Playing It Safe

As he makes his way down the Boulevard, Joshua Kasteler is not playing around.

  • Category
    People
  • Written by
    Jim Calio

It’s early in the morning at the Juvenile Shop on Ventura Boulevard in Sherman Oaks. A young pregnant woman approaches Joshua Kasteler, who is standing next to a shelf of kids’ toys. She asks him to test a small package containing cloth covers for a child’s seat belt. Joshua takes the package, presses a hand-held X-ray machine to it, and in a few seconds he gets a readout.  

“It’s OK,” he tells the expectant mom. “It’s got some toxins, but they’re not above the allowable level.”

“I found a button on an item of kids clothing that had nine times the allowable level of lead.”

Josh, 40, is the entrepreneur behind Safe Ducky, a company aimed at assessing the chemical components in children’s products. Using a couple of high-tech tools, he screens toys and other items—everything from blankets to kiddie silverware—for toxins that exceed government-mandated safety levels.

The idea morphed out of his years in Asia working as a chemical engineer. He saw how easily toxins could pass through the manufacturing process and get into products, especially kids’ toys. Some of those toys end up in retail shops in the U.S., where unwitting parents buy them.

The Sherman Oaks resident says he has removed hundreds of items from store shelves in and around Los Angeles.
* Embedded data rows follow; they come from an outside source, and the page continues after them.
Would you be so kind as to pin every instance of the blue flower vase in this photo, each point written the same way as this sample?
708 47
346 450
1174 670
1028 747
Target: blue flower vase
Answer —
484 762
Among them:

“I found a button on an item of kids clothing that had nine times the allowable level of lead,” he says. “It’s something that a baby could put in its mouth or that could touch its skin.”
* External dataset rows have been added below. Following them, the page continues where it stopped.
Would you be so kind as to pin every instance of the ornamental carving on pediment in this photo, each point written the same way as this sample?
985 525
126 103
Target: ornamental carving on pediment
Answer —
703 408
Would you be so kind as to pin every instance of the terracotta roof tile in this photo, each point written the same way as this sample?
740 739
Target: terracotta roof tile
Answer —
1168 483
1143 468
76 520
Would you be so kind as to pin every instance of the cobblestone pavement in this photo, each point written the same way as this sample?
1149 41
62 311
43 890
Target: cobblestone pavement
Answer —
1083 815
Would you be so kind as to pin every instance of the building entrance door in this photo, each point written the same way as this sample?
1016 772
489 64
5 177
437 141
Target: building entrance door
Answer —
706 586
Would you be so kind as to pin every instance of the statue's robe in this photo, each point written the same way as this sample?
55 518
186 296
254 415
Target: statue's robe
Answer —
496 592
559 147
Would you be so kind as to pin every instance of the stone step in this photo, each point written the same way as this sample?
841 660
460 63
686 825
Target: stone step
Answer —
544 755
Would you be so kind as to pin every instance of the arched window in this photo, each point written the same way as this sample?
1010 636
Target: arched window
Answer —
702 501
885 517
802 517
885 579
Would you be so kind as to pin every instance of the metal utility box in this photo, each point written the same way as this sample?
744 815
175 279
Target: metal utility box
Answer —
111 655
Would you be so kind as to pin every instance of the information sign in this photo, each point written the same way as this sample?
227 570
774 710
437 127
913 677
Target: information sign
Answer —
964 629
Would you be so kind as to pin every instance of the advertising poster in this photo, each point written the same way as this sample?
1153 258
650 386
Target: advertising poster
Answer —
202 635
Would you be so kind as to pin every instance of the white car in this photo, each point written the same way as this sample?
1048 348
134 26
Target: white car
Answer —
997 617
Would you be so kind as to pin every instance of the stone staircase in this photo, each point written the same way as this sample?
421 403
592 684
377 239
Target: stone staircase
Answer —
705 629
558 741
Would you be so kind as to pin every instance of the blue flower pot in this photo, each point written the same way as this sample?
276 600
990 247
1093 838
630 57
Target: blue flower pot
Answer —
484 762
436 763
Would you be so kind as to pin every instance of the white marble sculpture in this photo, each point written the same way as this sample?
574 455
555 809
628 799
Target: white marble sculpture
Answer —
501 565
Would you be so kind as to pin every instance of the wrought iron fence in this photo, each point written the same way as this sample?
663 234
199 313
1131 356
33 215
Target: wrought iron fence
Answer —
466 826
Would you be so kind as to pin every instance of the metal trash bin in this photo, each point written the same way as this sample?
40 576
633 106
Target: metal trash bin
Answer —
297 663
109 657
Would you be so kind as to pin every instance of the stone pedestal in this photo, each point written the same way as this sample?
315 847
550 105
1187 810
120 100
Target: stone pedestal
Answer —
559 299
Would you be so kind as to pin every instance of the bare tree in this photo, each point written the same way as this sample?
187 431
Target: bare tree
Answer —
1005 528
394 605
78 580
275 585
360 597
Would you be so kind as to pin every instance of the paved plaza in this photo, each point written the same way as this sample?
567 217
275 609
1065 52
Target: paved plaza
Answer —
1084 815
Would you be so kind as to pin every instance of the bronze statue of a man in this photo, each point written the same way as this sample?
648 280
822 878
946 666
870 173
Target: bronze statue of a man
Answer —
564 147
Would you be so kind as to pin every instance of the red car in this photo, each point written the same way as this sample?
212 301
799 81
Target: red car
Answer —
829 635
Here in the Valley, Joshua has worked with Linda’s Toys in Encino and the Juvenile Shop in Sherman Oaks. When a toxic product has been identified, it is removed from the store. Then he goes back to the manufacturer to see if it can solve the problem. Once all the toys in the store have been deemed safe, that store’s name gets posted on the Safe Ducky website as a guide for parents.

“I’ve been here for 35 years,” says Juvenile Shop owner Lauren Logan. “When Joshua came to me with his plan to test, I thought it was a good idea. I want to know. In the business we are in, we want what is safe for babies.”

Joshua recently expanded the business to include house calls.

“I have to wonder about the toxins I was exposed to growing up in LA in the ‘70s and the impact it had on my health,” he says. “If we can help reduce the exposure to toxic chemicals for the current generation of kids, that will be a great thing.”